Title of the Article:


If you do not evaluate and control what is happening in

the organization, you cannot be sure of what happens in the organization
and whether there will be success!

by   Dr. John Williams


Evaluating and controlling are very important management functions.  The effectiveness and success of any management depends largely on their ability to evaluate and control.  Since the term control includes evaluation, in the remainder of this article only the term control will be used rather than repeating both the terms over and over again, unless something is specifically discussed on evaluation.



The control function includes three steps according to most authors.

1. Setting up some performance standards or goals.

2. Evaluating the actual performance.

3. Taking some action if there is a problem. 


This control principle has universal application in all situations, in all types of organizations, in all functional areas and in all cultures.  Just to give a wide range of examples, you will have to use these three steps to control anything, including your weight, room temperature, amount of money you spend on clothing, moral life, the speed of the automobile, total sales of a company, cost of production, quality of products, attendance in church programs, etc.



In a church several things have to be controlled.  If we do not control things, they will get out of control.  If we do not exercise adequate control in all key areas, we cannot be sure of attaining our goals.  A wide range of factors should be controlled in a church.
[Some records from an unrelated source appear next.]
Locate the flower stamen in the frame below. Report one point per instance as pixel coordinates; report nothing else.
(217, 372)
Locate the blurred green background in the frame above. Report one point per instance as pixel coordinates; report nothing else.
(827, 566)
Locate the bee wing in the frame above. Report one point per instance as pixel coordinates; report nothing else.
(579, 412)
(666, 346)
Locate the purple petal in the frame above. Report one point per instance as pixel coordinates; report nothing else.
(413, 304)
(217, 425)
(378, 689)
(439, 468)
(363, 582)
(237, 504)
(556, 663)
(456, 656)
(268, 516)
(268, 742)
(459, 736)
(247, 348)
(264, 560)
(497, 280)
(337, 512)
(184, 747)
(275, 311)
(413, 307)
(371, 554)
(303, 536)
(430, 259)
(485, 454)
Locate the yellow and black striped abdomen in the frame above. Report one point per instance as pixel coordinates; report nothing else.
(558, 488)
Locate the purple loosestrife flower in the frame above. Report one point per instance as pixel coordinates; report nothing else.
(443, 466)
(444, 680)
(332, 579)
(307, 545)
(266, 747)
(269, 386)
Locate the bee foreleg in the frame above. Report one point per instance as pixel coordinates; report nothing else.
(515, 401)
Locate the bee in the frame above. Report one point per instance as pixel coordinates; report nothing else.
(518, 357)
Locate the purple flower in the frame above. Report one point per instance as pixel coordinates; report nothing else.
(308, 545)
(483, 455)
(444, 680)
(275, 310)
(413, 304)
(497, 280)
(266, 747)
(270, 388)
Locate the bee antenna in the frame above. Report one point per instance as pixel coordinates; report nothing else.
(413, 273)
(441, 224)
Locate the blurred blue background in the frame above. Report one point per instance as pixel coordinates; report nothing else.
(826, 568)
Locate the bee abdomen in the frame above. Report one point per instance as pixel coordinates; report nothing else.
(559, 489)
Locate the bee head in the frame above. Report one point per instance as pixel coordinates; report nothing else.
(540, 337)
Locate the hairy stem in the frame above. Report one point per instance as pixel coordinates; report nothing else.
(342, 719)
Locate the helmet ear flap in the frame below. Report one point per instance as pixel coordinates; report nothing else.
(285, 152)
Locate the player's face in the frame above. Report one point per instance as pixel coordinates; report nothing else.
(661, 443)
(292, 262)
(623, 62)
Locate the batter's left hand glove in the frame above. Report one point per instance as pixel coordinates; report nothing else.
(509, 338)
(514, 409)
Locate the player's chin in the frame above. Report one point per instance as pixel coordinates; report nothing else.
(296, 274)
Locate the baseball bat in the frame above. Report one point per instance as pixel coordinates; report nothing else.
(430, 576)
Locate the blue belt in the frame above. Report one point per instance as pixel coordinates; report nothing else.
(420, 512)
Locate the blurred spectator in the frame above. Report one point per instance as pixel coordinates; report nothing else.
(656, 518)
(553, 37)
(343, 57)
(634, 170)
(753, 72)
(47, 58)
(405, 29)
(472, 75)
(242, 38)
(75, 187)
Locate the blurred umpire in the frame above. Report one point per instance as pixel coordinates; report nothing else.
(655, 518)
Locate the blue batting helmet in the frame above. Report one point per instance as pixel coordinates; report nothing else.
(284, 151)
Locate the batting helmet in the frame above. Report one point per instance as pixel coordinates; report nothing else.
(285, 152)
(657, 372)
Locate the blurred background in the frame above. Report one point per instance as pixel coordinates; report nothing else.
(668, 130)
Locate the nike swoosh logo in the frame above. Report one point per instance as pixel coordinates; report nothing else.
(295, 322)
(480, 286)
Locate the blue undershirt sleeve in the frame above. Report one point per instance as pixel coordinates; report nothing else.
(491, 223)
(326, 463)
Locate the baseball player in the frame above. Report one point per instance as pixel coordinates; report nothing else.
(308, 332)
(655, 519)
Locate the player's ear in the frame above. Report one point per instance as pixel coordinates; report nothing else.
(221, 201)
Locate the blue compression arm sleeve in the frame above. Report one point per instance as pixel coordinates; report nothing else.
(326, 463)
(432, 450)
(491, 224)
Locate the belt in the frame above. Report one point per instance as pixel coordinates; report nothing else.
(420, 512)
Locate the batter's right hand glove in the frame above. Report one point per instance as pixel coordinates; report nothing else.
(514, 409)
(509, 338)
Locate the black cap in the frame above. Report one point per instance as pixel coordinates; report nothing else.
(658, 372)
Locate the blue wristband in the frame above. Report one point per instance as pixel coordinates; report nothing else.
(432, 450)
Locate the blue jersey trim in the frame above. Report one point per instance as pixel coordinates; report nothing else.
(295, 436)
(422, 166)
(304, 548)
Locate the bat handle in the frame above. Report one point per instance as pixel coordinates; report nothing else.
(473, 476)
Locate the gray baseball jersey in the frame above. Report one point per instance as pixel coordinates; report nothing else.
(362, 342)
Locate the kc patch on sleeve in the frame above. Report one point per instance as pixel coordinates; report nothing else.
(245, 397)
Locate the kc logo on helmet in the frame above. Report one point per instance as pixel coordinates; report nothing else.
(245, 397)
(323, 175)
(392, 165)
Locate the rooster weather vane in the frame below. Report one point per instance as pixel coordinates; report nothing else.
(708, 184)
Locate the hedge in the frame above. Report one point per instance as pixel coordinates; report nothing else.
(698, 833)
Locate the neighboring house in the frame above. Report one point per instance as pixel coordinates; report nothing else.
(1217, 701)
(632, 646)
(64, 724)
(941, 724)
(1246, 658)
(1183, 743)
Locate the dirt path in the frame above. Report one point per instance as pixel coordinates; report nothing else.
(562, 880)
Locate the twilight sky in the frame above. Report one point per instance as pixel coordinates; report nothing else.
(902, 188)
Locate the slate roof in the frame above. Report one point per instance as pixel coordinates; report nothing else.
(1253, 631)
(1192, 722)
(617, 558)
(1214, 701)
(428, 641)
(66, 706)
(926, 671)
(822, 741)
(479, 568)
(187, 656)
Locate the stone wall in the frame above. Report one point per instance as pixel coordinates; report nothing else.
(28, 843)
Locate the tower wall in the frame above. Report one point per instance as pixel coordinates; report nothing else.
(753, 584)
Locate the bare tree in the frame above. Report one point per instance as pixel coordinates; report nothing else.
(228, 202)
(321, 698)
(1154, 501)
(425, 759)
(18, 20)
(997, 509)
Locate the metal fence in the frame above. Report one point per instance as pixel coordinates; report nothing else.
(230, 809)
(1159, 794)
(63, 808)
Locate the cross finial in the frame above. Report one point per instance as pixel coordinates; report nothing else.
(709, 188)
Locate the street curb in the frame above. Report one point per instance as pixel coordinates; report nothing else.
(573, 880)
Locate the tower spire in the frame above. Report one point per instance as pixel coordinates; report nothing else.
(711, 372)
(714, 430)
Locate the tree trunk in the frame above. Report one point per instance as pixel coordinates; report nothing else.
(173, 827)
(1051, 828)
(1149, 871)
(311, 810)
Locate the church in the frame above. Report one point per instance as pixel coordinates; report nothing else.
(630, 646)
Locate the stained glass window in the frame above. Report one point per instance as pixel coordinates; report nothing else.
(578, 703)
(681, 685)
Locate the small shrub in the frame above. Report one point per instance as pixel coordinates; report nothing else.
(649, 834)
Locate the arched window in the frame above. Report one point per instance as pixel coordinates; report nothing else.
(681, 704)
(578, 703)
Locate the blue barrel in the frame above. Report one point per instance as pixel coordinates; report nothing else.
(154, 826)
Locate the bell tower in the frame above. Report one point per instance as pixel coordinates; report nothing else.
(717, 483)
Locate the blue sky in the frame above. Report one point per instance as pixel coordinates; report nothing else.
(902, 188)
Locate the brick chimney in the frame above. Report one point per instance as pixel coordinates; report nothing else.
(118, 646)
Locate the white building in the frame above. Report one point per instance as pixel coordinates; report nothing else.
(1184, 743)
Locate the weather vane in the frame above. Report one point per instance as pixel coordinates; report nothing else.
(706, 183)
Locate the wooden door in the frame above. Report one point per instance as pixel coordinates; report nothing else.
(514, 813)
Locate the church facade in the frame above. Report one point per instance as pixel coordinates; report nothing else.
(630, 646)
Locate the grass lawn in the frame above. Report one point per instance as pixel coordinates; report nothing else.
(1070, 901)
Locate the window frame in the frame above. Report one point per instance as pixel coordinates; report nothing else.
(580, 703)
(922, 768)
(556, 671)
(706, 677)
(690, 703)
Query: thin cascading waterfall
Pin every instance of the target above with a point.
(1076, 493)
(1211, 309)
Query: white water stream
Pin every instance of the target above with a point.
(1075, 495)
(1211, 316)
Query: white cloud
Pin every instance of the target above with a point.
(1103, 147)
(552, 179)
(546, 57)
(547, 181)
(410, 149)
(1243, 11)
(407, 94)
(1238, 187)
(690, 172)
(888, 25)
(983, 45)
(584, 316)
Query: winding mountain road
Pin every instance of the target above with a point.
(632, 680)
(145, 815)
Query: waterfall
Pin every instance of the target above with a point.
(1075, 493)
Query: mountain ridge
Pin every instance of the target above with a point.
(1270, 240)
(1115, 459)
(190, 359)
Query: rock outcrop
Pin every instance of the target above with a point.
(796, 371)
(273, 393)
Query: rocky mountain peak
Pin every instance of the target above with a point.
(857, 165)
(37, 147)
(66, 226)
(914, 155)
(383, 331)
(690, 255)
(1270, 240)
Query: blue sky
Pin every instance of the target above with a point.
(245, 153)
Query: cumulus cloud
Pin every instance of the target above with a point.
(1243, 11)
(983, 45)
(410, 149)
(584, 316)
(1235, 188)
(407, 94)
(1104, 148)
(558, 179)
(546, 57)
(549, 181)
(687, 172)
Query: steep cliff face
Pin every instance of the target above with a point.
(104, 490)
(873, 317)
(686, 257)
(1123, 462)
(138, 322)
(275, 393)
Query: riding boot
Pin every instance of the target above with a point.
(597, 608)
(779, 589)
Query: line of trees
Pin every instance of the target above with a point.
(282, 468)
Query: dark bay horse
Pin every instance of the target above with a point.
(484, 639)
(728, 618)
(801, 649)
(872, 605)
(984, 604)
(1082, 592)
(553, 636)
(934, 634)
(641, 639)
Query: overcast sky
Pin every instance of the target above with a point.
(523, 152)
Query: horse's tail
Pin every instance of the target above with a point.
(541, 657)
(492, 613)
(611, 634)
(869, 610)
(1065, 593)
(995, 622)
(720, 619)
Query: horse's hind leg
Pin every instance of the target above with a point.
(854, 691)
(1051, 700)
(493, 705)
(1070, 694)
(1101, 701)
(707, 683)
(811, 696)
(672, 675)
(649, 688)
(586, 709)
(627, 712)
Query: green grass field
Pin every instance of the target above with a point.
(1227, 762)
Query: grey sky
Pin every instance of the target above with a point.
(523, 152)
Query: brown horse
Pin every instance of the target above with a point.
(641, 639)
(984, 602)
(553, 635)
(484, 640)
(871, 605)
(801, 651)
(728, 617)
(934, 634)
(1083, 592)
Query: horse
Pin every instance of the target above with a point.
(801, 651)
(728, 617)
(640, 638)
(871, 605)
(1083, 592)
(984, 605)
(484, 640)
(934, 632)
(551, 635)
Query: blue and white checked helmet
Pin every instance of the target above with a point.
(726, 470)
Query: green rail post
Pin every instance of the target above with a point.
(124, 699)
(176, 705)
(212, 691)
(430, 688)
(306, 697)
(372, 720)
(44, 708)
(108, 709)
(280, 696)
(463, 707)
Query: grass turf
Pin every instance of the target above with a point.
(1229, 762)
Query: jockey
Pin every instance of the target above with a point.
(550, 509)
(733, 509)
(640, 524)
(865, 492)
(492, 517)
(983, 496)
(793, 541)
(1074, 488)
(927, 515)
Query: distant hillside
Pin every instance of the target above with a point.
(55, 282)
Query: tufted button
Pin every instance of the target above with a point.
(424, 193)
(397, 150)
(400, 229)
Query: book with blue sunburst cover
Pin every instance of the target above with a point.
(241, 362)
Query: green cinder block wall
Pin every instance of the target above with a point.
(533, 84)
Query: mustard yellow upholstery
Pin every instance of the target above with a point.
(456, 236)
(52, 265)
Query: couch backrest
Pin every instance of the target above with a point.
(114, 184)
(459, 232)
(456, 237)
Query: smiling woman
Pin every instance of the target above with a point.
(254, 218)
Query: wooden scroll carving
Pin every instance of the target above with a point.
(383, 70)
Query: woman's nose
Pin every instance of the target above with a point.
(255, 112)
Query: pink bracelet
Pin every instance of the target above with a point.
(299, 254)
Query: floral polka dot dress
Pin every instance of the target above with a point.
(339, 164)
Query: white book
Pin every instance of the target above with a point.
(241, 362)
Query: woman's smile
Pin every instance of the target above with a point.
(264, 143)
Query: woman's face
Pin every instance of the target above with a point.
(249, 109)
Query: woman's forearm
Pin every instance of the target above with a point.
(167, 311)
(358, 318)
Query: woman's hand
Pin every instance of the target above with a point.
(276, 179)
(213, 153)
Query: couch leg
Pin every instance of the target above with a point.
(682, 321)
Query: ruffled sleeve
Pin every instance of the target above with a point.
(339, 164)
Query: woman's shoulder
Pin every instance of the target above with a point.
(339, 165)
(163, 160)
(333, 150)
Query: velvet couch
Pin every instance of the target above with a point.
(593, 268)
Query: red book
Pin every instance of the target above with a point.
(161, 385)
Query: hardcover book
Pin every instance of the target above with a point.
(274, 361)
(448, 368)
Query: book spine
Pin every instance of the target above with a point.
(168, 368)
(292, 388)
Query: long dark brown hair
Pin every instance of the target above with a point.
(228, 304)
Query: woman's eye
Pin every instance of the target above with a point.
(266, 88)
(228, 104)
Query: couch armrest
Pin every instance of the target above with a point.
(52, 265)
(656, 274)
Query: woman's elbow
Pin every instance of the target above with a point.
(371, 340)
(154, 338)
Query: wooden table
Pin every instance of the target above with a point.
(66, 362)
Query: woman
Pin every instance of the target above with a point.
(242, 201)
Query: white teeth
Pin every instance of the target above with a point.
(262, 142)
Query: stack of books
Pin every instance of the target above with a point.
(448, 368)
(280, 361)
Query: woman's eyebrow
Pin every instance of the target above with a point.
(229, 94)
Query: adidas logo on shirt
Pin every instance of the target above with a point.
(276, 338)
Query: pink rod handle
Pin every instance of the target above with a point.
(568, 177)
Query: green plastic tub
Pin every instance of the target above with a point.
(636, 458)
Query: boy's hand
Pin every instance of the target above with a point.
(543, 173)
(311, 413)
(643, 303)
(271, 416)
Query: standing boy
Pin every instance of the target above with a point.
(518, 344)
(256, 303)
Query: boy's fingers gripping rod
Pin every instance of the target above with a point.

The factors that should be evaluated and controlled must be stated in measurable and quantitative terms, as illustrated in Table 7.1  In this chapter several evaluation forms and rating scales are included.




Attendance in worship services.

Participation in the programs of the church.

Number of seats in the audience.

Space for all activities and programs.

Parking space.

Income of the church.

Expenses of the church.

Cost of each program.

Required voluntary help.

Quality of the programs.

Meeting deadlines.

Completion of programs within the prescribed time.

Violation of rules.

Time use.

Program relevance to the mission of the church.

Goal attainment.

Effectiveness of organization.

Cost of energy and maintenance.

Administrative cost.

Waste of supplies and energy.

Inventory of hymn books, Bibles, choir robes, and other church property.

Turnover of pastors, church officers, choir members, committee members.

Number and performance of Sunday school teachers, ushers, etc.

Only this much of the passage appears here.